No caso do inglês — muito mais complexo —, o British Council já tinha consciência, a meio da Segunda Guerra Mundial, de que a língua seria o instrumento para manter o domínio ideológico e a afinidade com as suas decisões políticas, como diz o relatório anual do BC de 1941:
«The Council’s aim is to create in a country overseas a basis of friendly knowledge and understanding of the people of this country, of their philosophy and way of life, which will lead to a sympathetic appreciation of British foreign policy, whatever for the moment that policy may be and from whatever conviction it may spring». [Trad.: «O objetivo do Conselho é criar num país estrangeiro uma base de conhecimento e compreensão amigáveis acerca do povo britânico, da sua filosofia e modo de vida, de modo a fomentar uma apreciação solidária da política externa do Reino Unido, independentemente da orientação momentânea dessa política ou das convicções que a inspirem».]
O objetivo sempre foi a afinidade com a política britânica, seja qual for; não teve a ver com a cultura, com a beleza da língua ou qualquer outra razão romântica.
Os EUA, que já tiveram ambições semelhantes, coligaram-se com os británicos nos anos cincuenta. Deixo ao leitor a tarefa de julgar se o prazo estabelecido pelo autor de este relatório ao Conselho de Ministros británico em 1956 estava ou não correto:
«Within a generation from now English could be a world language —that is to say, a universal second language in those countries in which it is not already the native or primary tongue. The tide is still running in its favour, but with slackening force… it is important that its expansion should take place mainly under Commonwealth and United States auspices». [Trad.: «Dentro duma geração, o inglês poderá tornar-se uma língua mundial — ou seja, um segundo idioma universal nos países onde já não seja a língua materna ou principal. A maré continua a correr a seu favor, mas com força decrescente… É importante que a sua expansão ocorra principalmente sob os auspícios da Commonwealth e dos Estados Unidos».]

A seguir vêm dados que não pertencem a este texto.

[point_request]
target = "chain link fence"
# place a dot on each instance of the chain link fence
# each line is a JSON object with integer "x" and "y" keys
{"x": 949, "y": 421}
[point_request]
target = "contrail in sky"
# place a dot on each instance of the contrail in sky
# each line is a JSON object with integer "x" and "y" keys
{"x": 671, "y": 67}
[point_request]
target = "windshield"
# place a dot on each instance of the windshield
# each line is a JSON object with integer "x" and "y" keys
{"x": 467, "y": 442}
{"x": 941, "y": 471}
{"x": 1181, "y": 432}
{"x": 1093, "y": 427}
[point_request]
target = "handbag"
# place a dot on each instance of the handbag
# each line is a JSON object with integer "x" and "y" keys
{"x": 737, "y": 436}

Os «auspícios» passaram por criar uma nova disciplina académica — a Linguística Aplicada — na Universidade de Edimburgo, formar professores para ensinar a língua, abrir centros de ensino nos países alvo da sua política neocolonial, impor o inglês nas instituições internacionais e obrigar os países a comunicarem apenas em inglês em troca de empréstimos. O Banco Mundial (ainda hoje) «recomenda» que o inglês seja a primeira língua no sistema educativo e que se afastem as línguas vernáculas como parte das «reformas» para o desenvolvimento dos países que recebem financiamento. E assim se construiu um longo processo, sustentado por uma chuva de milhares de milhões de dólares.
A vassalagem europeia aos interesses dos EUA é a prova do sucesso da estratégia anglo-saxã. As línguas resistem sozinhas às influências de culturas estrangeiras, mas não por muito tempo. Se um Estado é forte e quer, as línguas que competem com a sua desaparecem, mais cedo ou mais tarde. Pelo contrário, as línguas resistem e expandem-se se os Estados investirem nelas. Sempre foi assim ao longo da história, e não será o voluntarismo que mudará esse facto. A defesa de uma língua exige ação estatal, um plano a longo prazo e um orçamento suficiente e constante.
Se queremos que a língua galega sobreviva ao seu potencial declínio, afastemos a ingenuidade de acreditar em competições linguísticas em «mercados de línguas» e concentremos a nossa ação onde é necessária: nos recursos do Estado.